With the special election less than two weeks away, the Democratic primary showdown between Warren Furutani and Mike Gipson for state Assembly is heating up.
And in yet another legislative battle, late independent expenditures threaten to top the spending of the candidates' own campaigns for the Los Angeles-area seat.
A labor-backed independent expenditure (IE) account, funded largely by the State Council of Service Employees, has spent more than $300,000 in mailers, polling and voter contact to support Furutani.
A largely corporate-backed IE has come to the aid of Gipson, who works as a union organizer for the United Teachers Los Angeles, spending almost $60,000 in the past week.
The candidates themselves have raised about $500,000 between them, with Furutani leading Gipson with more than $350,000 raised.
While donations to the candidates are capped, money streaming into independent expenditure campaigns, which by law can’t coordinate with the candidates, is limitless.
So far all the reported independent spending has been positive in nature.
But the campaign is hardly mud free. A Gipson mailer accuses Furutani of using a “chauffeur” when he served on the Los Angeles Unified school board in the early 1990s.
And there have been calls in the district, according to a Long Beach Press-Telegram report, insinuating a “direct link” between Gipson, a Carson City Council member, and imprisoned former Mayor Daryl Sweeney.
“That’s one of the more outrageous examples of abuse of the phone system,” said Richie Ross, an adviser to the Gipson campaign. The Furutani campaign has said it did not pay for the call and no group has claimed ownership.
“It’s going to be some low-level low life,” added Ross. “I don’t think it’s going to be a main line group.”
The Furutani campaign, for its part, is attacking Gipson for the links of the independent expenditure campaign supporting him to the tobacco industry.

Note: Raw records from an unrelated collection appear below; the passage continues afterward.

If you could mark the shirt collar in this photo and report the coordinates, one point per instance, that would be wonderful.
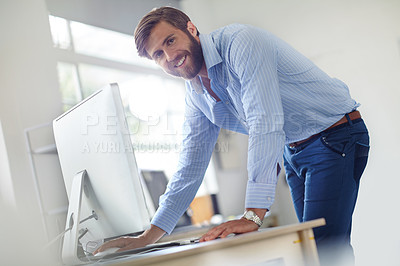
(210, 53)
(211, 58)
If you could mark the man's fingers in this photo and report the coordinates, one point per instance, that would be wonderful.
(212, 234)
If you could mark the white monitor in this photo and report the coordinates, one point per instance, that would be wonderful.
(100, 174)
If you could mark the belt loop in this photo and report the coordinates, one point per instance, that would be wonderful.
(348, 119)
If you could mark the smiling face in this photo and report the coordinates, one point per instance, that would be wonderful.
(177, 52)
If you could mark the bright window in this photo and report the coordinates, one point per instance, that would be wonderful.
(91, 57)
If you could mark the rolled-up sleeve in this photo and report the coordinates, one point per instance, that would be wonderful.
(253, 57)
(200, 136)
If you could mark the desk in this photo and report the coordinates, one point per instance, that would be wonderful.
(291, 245)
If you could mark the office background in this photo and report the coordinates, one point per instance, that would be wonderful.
(356, 41)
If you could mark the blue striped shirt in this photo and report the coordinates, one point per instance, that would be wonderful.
(269, 91)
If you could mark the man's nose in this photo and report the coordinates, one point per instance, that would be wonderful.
(170, 55)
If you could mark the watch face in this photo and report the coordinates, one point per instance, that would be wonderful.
(249, 214)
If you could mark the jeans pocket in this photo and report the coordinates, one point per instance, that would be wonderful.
(336, 141)
(360, 159)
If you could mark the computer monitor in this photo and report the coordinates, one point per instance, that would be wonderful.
(100, 174)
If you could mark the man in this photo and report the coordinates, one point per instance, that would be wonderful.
(246, 80)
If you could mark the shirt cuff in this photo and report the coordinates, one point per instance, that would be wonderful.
(166, 219)
(260, 195)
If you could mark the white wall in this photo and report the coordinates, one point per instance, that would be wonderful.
(29, 95)
(358, 42)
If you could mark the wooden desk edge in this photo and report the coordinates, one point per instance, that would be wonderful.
(189, 250)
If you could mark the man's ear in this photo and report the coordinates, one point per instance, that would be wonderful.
(192, 29)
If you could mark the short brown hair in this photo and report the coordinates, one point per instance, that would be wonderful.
(171, 15)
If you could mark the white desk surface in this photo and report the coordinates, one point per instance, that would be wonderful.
(284, 245)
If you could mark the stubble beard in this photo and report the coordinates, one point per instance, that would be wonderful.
(190, 71)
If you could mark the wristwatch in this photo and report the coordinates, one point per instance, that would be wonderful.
(252, 216)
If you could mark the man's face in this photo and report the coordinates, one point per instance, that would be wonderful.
(177, 52)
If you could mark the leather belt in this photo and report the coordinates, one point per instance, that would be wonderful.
(353, 116)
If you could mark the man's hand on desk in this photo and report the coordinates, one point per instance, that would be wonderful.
(233, 227)
(150, 236)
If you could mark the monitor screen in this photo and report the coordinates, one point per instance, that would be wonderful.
(93, 136)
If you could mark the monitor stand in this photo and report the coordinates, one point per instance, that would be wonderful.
(70, 244)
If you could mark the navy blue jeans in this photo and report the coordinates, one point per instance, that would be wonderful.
(324, 174)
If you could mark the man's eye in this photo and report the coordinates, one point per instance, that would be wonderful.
(158, 55)
(170, 41)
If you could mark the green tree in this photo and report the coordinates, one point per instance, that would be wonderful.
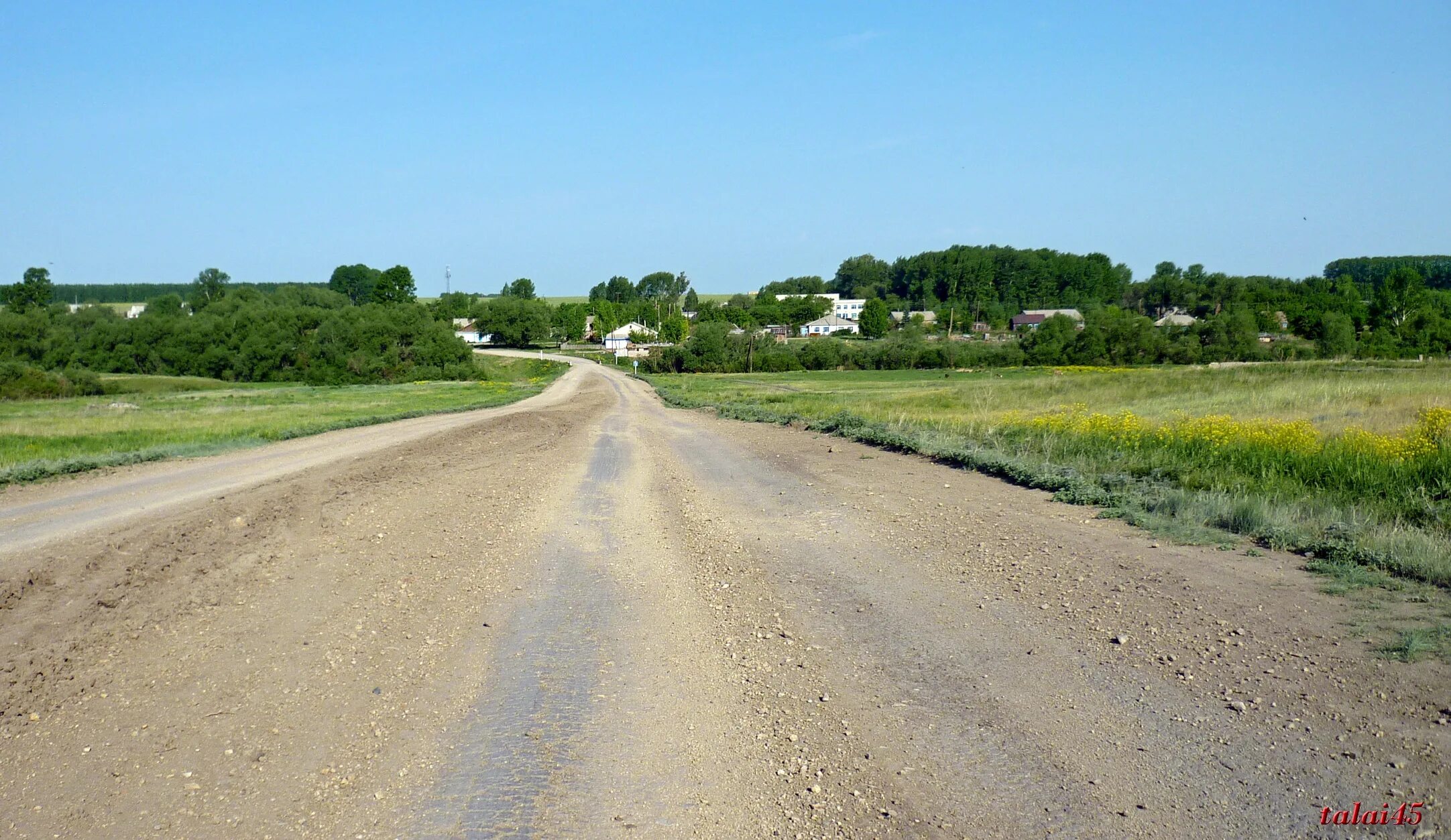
(797, 311)
(32, 292)
(569, 321)
(1398, 298)
(356, 282)
(453, 305)
(614, 290)
(862, 276)
(875, 318)
(521, 288)
(1049, 343)
(514, 321)
(675, 328)
(1337, 335)
(208, 288)
(395, 286)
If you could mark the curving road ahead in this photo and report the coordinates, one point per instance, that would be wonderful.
(591, 615)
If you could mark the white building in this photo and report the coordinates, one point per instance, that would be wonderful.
(618, 339)
(1175, 318)
(850, 308)
(827, 325)
(469, 331)
(1047, 314)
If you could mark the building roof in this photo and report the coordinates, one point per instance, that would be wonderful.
(624, 330)
(1073, 314)
(1175, 320)
(830, 321)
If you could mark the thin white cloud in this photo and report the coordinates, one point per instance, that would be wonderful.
(855, 40)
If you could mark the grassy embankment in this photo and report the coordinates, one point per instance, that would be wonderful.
(1347, 463)
(147, 418)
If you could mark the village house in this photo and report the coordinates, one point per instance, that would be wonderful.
(827, 325)
(466, 330)
(618, 339)
(1031, 318)
(850, 308)
(901, 316)
(1175, 318)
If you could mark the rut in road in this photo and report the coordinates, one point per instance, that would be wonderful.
(599, 617)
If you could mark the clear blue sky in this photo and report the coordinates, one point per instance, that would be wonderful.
(739, 143)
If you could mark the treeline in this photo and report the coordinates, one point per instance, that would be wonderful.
(294, 334)
(1370, 272)
(1109, 337)
(138, 292)
(714, 349)
(984, 282)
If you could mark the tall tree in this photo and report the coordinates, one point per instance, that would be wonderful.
(514, 321)
(395, 286)
(521, 288)
(208, 288)
(616, 290)
(875, 318)
(356, 282)
(862, 276)
(34, 290)
(1398, 298)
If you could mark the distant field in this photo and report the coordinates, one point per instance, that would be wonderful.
(156, 417)
(1351, 462)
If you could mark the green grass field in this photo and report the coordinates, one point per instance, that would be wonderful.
(1350, 463)
(156, 417)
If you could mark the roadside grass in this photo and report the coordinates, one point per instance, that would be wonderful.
(1417, 642)
(147, 418)
(1342, 462)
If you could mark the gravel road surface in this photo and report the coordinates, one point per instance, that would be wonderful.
(589, 615)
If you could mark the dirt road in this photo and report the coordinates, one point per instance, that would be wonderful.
(592, 615)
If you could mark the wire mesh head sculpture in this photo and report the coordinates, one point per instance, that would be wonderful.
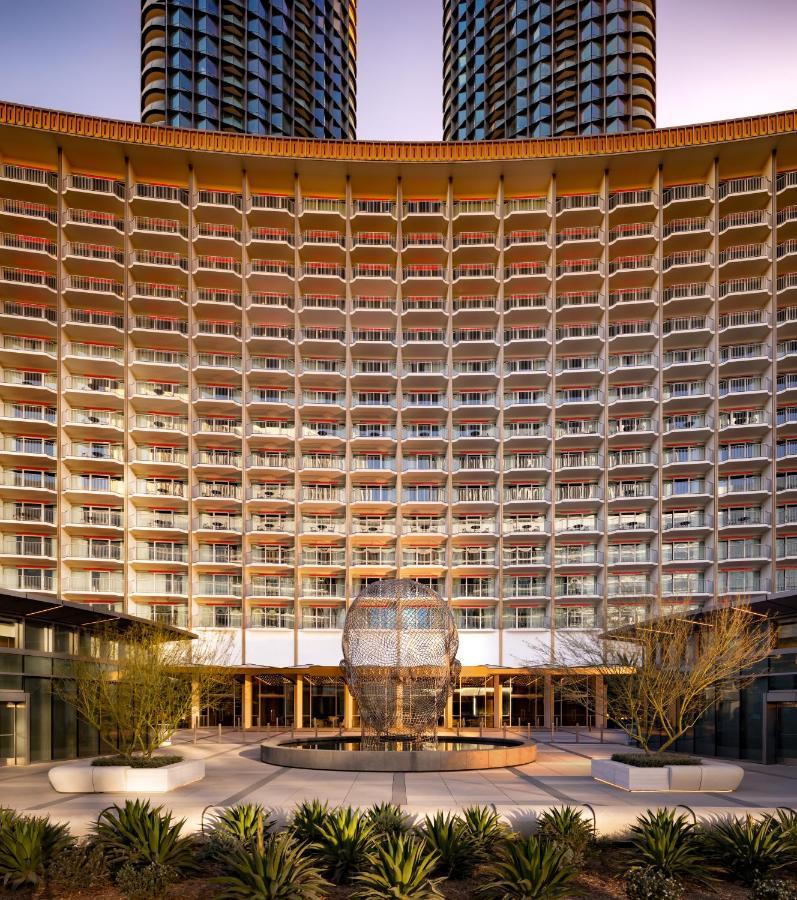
(399, 659)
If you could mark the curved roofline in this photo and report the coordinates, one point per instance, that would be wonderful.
(78, 124)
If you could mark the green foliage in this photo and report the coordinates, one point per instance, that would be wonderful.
(527, 869)
(785, 821)
(669, 843)
(651, 884)
(151, 882)
(282, 871)
(138, 762)
(749, 849)
(387, 820)
(27, 844)
(447, 836)
(772, 889)
(307, 818)
(246, 823)
(342, 844)
(79, 867)
(485, 827)
(400, 868)
(655, 760)
(567, 828)
(139, 835)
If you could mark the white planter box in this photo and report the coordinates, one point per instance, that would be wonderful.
(83, 778)
(701, 777)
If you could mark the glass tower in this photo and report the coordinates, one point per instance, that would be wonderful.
(542, 68)
(272, 67)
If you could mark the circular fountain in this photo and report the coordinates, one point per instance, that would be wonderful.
(399, 662)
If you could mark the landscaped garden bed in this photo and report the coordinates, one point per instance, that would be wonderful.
(126, 774)
(137, 852)
(665, 772)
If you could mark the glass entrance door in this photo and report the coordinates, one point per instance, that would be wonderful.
(13, 733)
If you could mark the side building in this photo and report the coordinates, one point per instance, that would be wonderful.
(275, 67)
(242, 377)
(550, 67)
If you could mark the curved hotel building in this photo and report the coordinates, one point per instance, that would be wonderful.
(241, 377)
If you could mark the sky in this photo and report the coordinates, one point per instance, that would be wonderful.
(716, 59)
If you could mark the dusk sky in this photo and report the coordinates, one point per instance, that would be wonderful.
(716, 59)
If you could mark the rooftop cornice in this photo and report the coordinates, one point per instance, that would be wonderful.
(76, 124)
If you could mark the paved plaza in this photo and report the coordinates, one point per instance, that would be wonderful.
(559, 776)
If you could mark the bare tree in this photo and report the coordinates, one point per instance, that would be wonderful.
(664, 674)
(142, 683)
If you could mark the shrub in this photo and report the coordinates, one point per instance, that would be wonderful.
(79, 867)
(27, 843)
(785, 821)
(527, 869)
(138, 762)
(387, 820)
(342, 844)
(401, 868)
(772, 889)
(151, 882)
(283, 870)
(655, 760)
(307, 818)
(485, 827)
(246, 823)
(651, 884)
(668, 843)
(749, 849)
(566, 828)
(447, 836)
(139, 835)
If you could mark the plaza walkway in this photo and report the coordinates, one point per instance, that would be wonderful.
(559, 776)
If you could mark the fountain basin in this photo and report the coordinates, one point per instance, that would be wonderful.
(342, 754)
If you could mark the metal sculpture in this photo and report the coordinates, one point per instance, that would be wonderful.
(399, 660)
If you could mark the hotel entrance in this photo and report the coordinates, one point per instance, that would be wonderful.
(13, 728)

The independent committee has received $40,000 from Philip Morris and $25,000 from U.S. Tobacco. (The IE funds are from the same committee, which received a $1 million donation from Intuit and spent $1 million opposing state Controller John Chiang’s election in 2006.)
“Once again, big tobacco is trying to buy a state legislative seat in California,” said Parke Skelton, a Furutani consultant, in a statement.
Furutani, a consultant to Assembly Speaker Fabian Núñez and a Los Angeles Community College board member, also has the backing of the influential Los Angeles County Federation of Labor.
Labor’s support will be critical in the race, Skelton said in an interview, because polls show the race to be a toss up, with the two Democratic candidates within percentage points of each other.
With a December special election and nothing else on the ballot, turnout is expected to be abysmal.
“By that count the candidate that is turning out the bodies should win. I have confident that should be us,” Skelton said.
Of course, a big IE push could change of the course of the race.
Former Assemblywoman Laura Richardson, D-Long Beach, whose seat the Democrats hope to fill, won election to Congress earlier this year in a race defined by large independent spending.
Richardson was backed by hundreds of thousands of dollars in spending by the Los Angeles labor federation, while her opponent received a six-figure boost from the Morongo Band of Mission Indians.
Skelton said the way campaigns work now, he expects “a ton of crap (to get) dumped in the last few days.”
Ross said he was confident that “generally voters sort their way through this stuff.”
“IEs are here to stay,” he said. “That comes with the First Amendment, and it is what it is.”
The winner of the Democratic primary, set for Dec. 11, in the heavily Democratic district is expected to coast through the Feb. 5 runoff election.